To recap: the DW quadrant has two dimensions. One indicates the challenges regarding data volume, performance, query and loading throughput and the like. The other one shows the complexity of the modeling on top of the data layer(s). A good proxy for the complexity is the number of tables, views, data sources, load processes, transformations etc. Big numbers indicate many dependencies between all those objects and, thus, high efforts when things get changed, removed or added. But it is not only the effort: there is also a higher risk of accidentally changing, for example, the semantics of a KPI. Figure 1 shows the space outlined by the two dimensions. The space is the divided into four subcategories: the data marts, the very large data warehouses (VLDWs), the enterprise data warehouses (EDWs) and the big data warehouses (BDWs). See figure 1.

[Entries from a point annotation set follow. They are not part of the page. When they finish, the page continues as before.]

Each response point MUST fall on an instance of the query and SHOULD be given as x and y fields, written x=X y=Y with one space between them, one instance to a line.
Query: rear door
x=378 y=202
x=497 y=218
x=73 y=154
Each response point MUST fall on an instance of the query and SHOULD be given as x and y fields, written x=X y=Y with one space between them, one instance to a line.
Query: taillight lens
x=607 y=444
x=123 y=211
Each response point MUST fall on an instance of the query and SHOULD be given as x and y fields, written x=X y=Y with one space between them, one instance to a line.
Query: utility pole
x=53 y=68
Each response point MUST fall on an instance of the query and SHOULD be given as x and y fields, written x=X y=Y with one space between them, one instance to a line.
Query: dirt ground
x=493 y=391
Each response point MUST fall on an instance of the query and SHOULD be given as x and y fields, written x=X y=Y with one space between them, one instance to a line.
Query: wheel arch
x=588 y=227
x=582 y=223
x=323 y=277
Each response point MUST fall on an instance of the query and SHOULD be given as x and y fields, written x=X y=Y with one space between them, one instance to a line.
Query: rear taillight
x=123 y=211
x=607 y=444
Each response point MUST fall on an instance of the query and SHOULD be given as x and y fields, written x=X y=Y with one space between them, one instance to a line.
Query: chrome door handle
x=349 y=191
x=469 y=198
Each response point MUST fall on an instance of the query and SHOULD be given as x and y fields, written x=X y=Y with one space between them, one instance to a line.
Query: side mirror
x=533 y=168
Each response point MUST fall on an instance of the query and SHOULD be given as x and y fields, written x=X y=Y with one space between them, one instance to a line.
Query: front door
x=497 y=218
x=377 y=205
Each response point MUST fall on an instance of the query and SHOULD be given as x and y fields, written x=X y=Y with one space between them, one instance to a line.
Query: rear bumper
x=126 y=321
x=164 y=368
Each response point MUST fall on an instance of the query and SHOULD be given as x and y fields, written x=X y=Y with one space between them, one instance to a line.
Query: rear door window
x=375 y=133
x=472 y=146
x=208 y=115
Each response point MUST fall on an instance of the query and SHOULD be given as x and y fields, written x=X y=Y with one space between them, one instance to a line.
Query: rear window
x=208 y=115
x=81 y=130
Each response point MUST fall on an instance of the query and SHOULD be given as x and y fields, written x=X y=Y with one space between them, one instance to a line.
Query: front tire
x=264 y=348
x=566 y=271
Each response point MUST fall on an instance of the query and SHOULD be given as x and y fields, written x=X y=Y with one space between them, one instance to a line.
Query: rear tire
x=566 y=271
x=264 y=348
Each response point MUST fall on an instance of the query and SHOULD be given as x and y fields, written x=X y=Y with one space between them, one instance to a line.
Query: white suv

Now, there is several SAP products that are relevant to the problem space outlined by the DW quadrant. Some observers (customers analysts, partners, colleagues) would like SAP to provide a single answer or a single product for that problem space. Fundamentally, that answer is HANA. However, HANA is a modern RDBMS; a DW requires tooling on top. So, there is something more required than just HANA. Figure 2 assigns SAP products / bundles to the respective subquadrants. The idea behind that is to be a “flexible rule of thumb” rather than a hard assignment. For example, BW/4HANA can play a role in more than just the EDW subquadrant. We will discuss this below. However, it becomes clear where the sweet spots or the focus area of the respective products are.

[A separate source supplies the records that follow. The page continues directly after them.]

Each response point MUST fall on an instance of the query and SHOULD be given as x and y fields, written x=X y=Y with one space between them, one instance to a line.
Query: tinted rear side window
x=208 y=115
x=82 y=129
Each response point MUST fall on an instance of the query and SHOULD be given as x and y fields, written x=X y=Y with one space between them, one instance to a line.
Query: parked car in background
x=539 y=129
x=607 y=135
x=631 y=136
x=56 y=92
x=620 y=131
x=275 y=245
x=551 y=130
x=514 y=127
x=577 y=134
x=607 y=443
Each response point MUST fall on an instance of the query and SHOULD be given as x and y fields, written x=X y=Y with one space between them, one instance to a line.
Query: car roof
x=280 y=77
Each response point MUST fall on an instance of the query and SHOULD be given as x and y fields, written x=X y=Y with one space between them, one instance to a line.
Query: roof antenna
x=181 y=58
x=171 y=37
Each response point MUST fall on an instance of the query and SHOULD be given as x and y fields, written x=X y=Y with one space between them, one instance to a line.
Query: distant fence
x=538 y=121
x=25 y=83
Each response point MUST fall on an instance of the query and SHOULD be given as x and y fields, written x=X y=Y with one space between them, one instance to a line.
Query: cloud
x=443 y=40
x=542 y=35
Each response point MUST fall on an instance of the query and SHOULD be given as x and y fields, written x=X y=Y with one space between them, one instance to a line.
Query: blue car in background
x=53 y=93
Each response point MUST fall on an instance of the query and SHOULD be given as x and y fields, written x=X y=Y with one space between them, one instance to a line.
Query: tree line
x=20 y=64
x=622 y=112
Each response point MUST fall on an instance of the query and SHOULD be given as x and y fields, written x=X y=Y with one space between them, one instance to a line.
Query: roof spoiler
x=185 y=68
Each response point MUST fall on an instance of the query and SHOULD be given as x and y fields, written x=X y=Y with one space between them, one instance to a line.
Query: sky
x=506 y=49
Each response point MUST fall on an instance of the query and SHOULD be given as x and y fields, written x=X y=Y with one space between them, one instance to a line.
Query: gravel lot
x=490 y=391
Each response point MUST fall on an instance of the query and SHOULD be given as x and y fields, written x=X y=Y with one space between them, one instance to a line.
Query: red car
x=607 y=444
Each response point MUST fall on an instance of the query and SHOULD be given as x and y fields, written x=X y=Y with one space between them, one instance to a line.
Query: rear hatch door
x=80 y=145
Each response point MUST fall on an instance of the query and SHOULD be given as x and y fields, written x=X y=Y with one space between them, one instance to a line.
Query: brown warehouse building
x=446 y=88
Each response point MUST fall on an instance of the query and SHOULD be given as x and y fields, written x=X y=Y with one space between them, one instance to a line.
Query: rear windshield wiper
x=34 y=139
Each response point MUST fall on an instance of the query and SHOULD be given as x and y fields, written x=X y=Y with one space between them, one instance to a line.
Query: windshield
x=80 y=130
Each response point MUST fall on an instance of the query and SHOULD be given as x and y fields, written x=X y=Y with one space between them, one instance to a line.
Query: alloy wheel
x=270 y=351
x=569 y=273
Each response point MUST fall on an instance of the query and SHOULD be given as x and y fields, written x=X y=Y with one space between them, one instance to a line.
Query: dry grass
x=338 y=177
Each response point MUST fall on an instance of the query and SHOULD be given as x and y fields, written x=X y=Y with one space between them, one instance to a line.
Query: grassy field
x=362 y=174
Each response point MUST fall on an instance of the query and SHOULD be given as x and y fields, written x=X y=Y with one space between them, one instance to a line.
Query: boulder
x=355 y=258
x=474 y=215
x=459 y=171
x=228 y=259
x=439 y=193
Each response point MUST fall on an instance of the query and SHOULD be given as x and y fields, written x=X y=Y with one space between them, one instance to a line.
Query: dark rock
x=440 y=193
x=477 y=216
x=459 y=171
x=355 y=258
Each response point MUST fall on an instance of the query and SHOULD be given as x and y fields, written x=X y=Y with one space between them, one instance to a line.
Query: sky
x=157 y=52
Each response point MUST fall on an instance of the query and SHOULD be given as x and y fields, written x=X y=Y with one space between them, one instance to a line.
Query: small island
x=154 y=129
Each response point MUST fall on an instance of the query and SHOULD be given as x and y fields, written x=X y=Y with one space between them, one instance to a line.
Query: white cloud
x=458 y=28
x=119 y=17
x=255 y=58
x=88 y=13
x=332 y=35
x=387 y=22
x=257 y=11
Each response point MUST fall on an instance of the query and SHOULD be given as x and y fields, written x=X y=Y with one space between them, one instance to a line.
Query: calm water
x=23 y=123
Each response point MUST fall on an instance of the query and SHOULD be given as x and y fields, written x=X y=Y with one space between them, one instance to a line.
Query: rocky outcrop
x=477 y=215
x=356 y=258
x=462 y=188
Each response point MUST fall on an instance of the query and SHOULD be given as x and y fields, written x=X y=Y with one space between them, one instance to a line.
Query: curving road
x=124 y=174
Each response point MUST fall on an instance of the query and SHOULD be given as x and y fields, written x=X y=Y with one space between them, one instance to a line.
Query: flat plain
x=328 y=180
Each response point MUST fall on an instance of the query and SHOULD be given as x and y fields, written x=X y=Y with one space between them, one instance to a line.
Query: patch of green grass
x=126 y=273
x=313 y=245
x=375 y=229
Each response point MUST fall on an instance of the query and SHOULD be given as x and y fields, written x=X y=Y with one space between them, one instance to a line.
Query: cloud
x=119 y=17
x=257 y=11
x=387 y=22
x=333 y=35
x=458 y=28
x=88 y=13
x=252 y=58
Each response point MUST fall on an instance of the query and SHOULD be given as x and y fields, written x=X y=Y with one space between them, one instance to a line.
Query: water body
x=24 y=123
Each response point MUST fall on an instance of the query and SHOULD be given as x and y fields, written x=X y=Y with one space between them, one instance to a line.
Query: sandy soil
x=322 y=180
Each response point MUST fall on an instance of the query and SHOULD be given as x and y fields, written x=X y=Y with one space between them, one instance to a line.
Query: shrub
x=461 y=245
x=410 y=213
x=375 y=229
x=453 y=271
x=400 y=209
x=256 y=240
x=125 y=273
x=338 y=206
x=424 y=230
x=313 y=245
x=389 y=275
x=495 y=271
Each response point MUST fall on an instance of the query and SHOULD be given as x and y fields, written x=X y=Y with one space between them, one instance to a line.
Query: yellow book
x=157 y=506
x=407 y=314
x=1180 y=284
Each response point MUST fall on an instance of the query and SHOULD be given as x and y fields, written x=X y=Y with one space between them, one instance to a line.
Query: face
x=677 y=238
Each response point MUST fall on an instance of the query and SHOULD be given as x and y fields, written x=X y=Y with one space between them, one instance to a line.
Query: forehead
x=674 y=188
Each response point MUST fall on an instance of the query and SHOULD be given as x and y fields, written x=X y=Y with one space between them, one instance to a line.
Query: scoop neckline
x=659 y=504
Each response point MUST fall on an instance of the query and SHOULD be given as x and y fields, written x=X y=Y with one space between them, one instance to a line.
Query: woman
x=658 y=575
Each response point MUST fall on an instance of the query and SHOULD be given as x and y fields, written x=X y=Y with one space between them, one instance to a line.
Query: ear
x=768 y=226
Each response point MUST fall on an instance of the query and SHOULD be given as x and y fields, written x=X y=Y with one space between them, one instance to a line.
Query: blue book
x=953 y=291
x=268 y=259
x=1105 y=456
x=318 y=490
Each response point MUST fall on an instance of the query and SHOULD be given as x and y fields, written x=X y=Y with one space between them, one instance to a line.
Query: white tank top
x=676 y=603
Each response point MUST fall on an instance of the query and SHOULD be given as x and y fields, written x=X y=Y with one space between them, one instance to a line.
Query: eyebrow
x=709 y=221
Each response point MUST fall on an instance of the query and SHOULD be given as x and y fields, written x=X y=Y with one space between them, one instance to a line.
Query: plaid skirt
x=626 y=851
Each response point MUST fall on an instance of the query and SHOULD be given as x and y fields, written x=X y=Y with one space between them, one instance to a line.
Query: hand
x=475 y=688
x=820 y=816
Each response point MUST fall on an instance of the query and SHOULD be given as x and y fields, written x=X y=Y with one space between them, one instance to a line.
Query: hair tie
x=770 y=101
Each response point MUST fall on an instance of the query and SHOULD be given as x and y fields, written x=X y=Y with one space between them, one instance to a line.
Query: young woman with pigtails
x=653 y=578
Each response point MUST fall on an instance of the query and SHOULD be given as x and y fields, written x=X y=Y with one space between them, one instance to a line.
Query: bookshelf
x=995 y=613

From a technical and architectural perspective, there is a lot of relationships between those SAP products. For example, operational analytics in S/4 heavily leverages the BW embedded inside S/4. Another example is BW/4HANA’s ability to combine with any SQL object, like SQL accessible tables, views, procedures / scripts. This allows smooth transitions or extensions of an existing system into one or the other direction of the quadrant. Figure 3 indicates such transitions and extension options:
Data Mart → VLDW: This is probably the most straightforward path as HANA has all the capabilities for scale-up and scale-out to move along the performance dimension. All products listed in the data mart subquadrant can be extended using SQL based modeling.

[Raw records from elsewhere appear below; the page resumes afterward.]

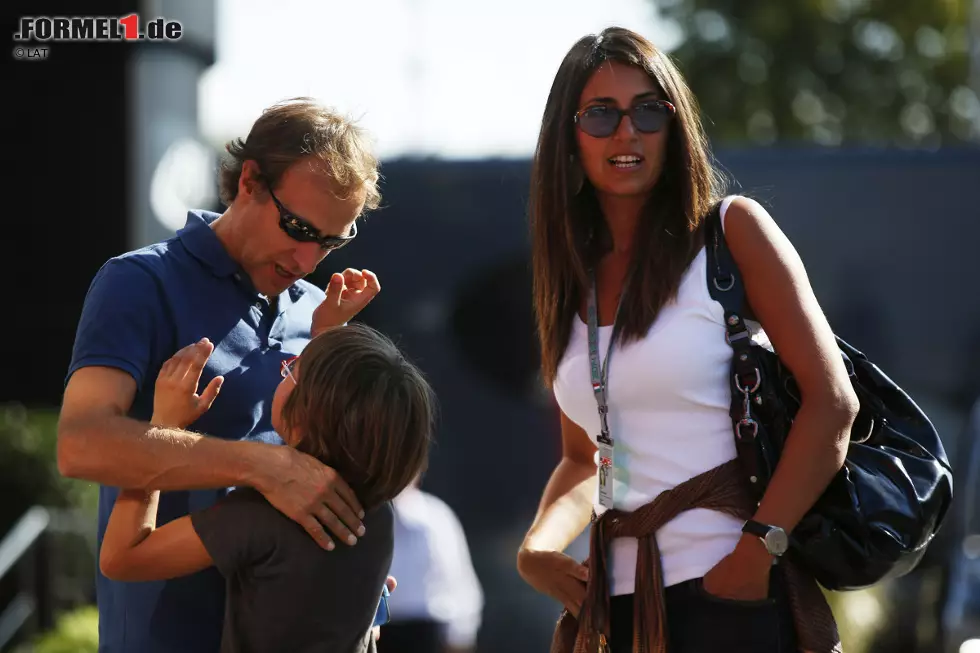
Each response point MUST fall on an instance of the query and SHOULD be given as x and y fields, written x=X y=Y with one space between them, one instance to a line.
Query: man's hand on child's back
x=311 y=494
x=175 y=399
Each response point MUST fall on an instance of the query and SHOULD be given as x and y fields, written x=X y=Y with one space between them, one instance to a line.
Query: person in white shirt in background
x=439 y=604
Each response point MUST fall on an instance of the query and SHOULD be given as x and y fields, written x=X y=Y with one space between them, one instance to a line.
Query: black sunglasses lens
x=599 y=122
x=297 y=231
x=649 y=118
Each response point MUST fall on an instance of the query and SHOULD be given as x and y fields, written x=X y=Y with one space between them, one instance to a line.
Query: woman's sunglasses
x=302 y=231
x=602 y=120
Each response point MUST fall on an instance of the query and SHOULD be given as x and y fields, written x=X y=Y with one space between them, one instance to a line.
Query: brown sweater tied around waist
x=721 y=489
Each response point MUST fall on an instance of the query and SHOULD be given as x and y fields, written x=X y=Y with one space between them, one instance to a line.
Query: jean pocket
x=708 y=596
x=715 y=623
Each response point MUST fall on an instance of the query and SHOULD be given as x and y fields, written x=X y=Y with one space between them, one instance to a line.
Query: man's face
x=270 y=256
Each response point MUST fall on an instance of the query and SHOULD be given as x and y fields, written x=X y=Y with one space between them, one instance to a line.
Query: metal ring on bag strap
x=731 y=283
x=758 y=382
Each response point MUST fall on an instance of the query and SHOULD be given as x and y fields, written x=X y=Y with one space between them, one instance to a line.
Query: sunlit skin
x=283 y=390
x=621 y=191
x=250 y=229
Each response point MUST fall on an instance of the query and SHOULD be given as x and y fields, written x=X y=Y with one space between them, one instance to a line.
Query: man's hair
x=364 y=410
x=296 y=129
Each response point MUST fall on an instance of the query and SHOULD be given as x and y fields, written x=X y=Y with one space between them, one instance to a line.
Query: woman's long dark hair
x=568 y=232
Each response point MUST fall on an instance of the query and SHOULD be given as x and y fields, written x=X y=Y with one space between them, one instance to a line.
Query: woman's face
x=627 y=162
x=290 y=372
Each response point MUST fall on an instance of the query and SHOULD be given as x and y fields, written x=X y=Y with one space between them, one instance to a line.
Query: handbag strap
x=725 y=286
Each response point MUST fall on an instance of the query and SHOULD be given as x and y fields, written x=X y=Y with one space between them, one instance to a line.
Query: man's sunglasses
x=302 y=231
x=286 y=369
x=602 y=120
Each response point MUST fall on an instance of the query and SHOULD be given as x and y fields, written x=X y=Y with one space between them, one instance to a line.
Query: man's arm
x=134 y=549
x=98 y=442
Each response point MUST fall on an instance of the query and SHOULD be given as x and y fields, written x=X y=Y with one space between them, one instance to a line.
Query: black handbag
x=879 y=513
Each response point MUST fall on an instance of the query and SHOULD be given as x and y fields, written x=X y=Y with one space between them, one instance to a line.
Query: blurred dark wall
x=65 y=203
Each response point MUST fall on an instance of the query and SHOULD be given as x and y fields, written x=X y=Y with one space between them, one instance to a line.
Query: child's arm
x=133 y=549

Data Mart → EDW: S/4 uses BW’s analytic engine to report on CDS objects. Similarly, BW/4HANA can consume CDS views either via the query or in many cases also for extraction purposes. Native HANA data marts combine with BW/4HANA similarly to the HANA SQL DW (see 3.).
VLDW ⇆ EDW: Here again, I refer you to the blog describing how BW/4HANA can combine with native SQL. This allows BW/4HANA to be complemented with native SQL modeling and vice versa!
VLDW or EDW → BDW: Modern data warehouses incorporate unstructured and semi-structured data that gets preprocessed in distributed file or NoSQL systems that are connected to a traditional (structured), RDBMS based data warehouse. The HANA platform and BW/4HANA will address such scenarios. Watch out for announcements around SAPPHIRE NOW 😀
The possibility to evolve an existing system – located somewhere in the space of the DW quadrant – to address new and/or additional scenarios, i.e. to move along one or both dimensions is an extremely important and valuable asset. Data warehouses do not remain stale; they are permanently evolving. This means that investments are secure and so it the ROI.